There were plenty of interesting little nuggets sprinkled throughout Apple’s iPad extravaganza Wednesday, some of which may have gotten lost in the headlines:
- The iPad is an impressive device to handle. It’s light and fast, with a bright screen and easy functionality. Movies appeared without a stutter and the gaming experience was an obvious asset. The iBook e-reader application had a nice look, but it doesn’t mimic old-fashioned print in the same way that Amazon’s Kindle does.
- Steve Jobs pointed out that since the iPad runs on a version of the same software that powers the iPhone and iPod touch, many people will be quite comfortable using the new tablet: “Because we shipped over 75 million iPhones and iPod touches, there’s over 75 million people that already know how to use the iPad.”

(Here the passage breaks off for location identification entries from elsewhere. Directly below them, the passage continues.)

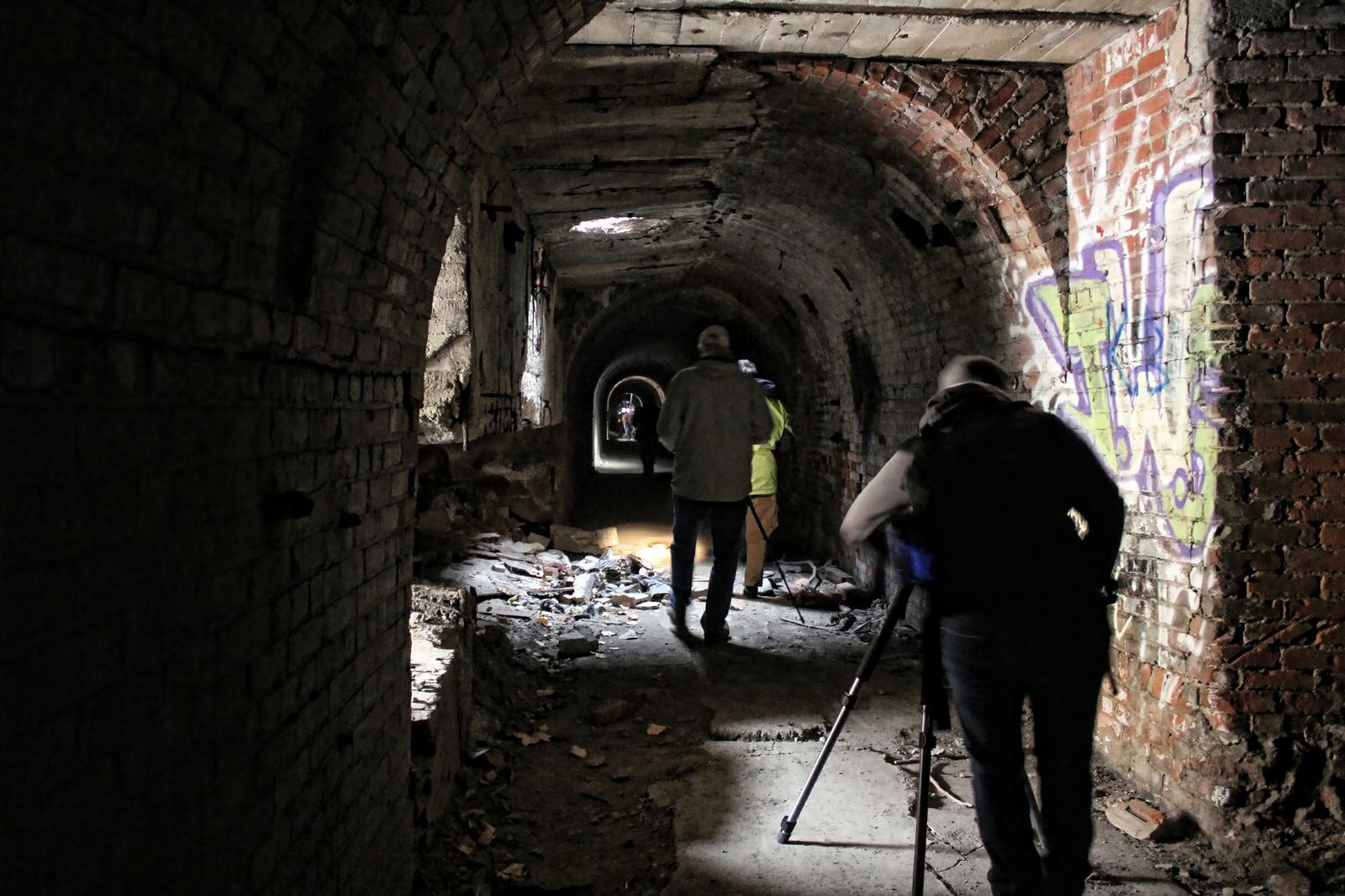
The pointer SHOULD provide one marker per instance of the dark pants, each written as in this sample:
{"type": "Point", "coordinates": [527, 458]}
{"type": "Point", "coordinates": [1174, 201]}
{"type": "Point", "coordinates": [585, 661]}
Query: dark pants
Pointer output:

- Jobs also noted that between the iTunes Store and the App Store — and the forthcoming iBook store — “we have over 125 million accounts with credit cards all enabled for one-click shopping on all these stores.”
- No details on what books will cost on the iBook store. Also nothing on a potential TV subscription service, as had been rumored.

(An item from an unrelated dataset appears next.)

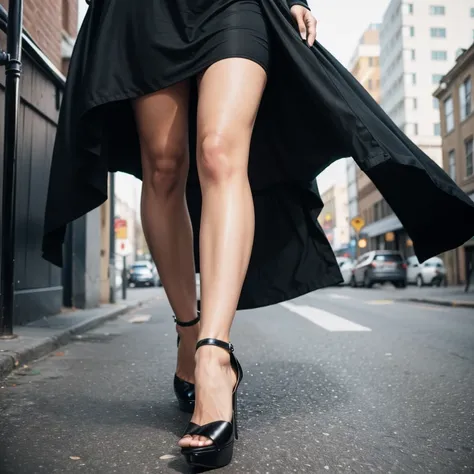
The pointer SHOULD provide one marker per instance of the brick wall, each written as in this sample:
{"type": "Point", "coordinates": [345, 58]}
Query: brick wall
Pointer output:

- The iPad has no camera, as many had speculated it might, and doesn’t support Flash.
- Not exactly news, but Jobs is still no fan of netbooks: “The problem is netbooks aren’t better at anything. They’re slow, they have low quality displays and they run clunky old PC software. So they’re not better than a laptop at anything. They’re just cheaper. They’re just cheap laptops.”
- As many had predicted, the iPad features Apple’s own silicon, the A4 chip. Apple acquired a semiconductor company, PA Semi, in 2008.
- Apple just sold its 250 millionth iPod. Safe to say it would be thrilled to see that performance from the iPad.